Blocher Christoph · Bundesrat · 2005-12-15
Blocher Christoph · Bundesrat · Zürich · 2005-12-15
Wortprotokoll
Die Kommissionsminderheit beantragt die Aufnahme einer ergänzenden ausländerrechtlichen Bestimmung. Danach soll einer von Gewalt betroffenen Person für die Dauer der Ausweisung des Gewalt ausübenden Ehegatten aus der gemeinsamen Wohnung die Aufenthaltsbewilligung nicht entzogen werden dürfen.
Ich glaube, die Antragsteller - und ich habe das auch vorher bei Frau Amherd gemerkt - berücksichtigen die Gesetzesänderung nicht, die wir namentlich im Ausländergesetz bereits beschlossen haben. Dieses Problem haben wir unter anderem jetzt dort geregelt. Es ist so: Nach dem alten Recht wäre das ein Problem gewesen, doch das ist es heute nicht mehr. Schon nach dem geltenden Recht liegt, mit der heutigen Praxis gemäss Weisungen des Bundesamtes für Migration, bei einer aufgelösten Familiengemeinschaft die Verlängerung der Aufenthaltsbewilligung im pflichtgemässen Ermessen der Behörde. Es ist nicht so, dass die Bewilligung [PAGE 1963] automatisch dahinfällt. Die näheren Umstände der Auflösung der Gemeinschaft, insbesondere Misshandlungen, die eine Fortführung der Ehe als unzumutbar erscheinen lassen, sind zu berücksichtigen und Härtefälle ausdrücklich zu vermeiden.

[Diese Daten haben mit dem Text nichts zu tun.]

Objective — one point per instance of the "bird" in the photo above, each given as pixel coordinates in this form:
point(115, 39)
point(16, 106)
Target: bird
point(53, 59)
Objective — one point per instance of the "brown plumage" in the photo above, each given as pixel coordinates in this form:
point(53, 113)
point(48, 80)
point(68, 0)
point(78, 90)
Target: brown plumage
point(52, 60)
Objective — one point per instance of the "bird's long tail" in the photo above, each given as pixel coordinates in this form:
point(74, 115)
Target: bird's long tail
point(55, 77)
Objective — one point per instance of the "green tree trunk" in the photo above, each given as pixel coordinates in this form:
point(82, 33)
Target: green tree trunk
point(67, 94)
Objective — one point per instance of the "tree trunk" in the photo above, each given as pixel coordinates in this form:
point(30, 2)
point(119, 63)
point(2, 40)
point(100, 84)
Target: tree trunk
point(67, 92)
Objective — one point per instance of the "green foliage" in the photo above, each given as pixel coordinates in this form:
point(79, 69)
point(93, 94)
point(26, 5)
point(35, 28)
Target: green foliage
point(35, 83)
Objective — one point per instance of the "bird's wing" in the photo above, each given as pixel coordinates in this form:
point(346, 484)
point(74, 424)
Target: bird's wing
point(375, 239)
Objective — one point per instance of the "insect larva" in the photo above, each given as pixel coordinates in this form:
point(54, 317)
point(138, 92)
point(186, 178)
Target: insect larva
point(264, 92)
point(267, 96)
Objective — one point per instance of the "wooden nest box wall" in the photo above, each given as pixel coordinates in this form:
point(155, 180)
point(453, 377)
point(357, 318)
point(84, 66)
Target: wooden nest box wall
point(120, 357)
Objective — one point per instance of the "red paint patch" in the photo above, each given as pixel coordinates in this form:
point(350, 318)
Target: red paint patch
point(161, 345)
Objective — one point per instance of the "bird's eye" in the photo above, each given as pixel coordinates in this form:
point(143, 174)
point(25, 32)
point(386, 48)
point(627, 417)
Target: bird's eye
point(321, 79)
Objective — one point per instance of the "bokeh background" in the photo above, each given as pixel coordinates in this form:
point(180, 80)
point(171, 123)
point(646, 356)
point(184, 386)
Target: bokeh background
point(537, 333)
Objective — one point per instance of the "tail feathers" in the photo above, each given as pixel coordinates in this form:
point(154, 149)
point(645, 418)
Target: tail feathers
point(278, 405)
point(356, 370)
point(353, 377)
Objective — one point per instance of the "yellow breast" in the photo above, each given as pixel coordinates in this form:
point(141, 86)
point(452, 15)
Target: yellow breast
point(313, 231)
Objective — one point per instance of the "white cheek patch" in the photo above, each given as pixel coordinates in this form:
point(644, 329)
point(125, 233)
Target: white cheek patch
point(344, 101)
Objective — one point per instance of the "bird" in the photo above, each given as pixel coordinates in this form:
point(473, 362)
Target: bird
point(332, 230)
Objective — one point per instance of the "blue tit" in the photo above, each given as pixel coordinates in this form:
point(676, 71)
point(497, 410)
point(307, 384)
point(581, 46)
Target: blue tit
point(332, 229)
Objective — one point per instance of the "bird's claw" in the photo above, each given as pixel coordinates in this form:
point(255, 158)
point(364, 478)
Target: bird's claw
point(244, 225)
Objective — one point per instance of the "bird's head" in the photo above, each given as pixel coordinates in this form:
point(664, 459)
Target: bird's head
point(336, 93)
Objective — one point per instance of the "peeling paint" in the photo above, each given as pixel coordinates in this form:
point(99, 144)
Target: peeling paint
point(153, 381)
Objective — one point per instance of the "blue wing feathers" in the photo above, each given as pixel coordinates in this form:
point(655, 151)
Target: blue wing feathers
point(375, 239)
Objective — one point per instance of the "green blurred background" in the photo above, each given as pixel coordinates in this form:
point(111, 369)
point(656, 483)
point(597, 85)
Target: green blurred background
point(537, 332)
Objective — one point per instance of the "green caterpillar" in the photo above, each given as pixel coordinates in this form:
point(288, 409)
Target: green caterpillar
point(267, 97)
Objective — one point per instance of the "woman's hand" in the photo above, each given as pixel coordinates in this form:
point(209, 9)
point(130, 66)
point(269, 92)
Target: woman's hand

Artikel 49 des neuen Ausländergesetzes - das ist jetzt die neue Bestimmung - gesteht in Absatz 2 dem Ehegatten in der gleichen Situation ausdrücklich einen Anspruch auf Erteilung und Verlängerung der Aufenthaltsbewilligung zu, wenn er oder sie Opfer ehelicher Gewalt wurde. Für Ausländer, welche nach dem neuen Ausländergesetz nicht mehr als Ausländer gelten - das sind Personen aus Ländern, mit denen Freizügigkeitsabkommen abgeschlossen wurden -, ist es überhaupt kein Problem, weil diese Verbindung gar nicht gemacht wird: Dort wird gar nicht gefragt, ob für die Aufenthaltsbewilligung die gemeinsame Wohnung ein Erfordernis ist.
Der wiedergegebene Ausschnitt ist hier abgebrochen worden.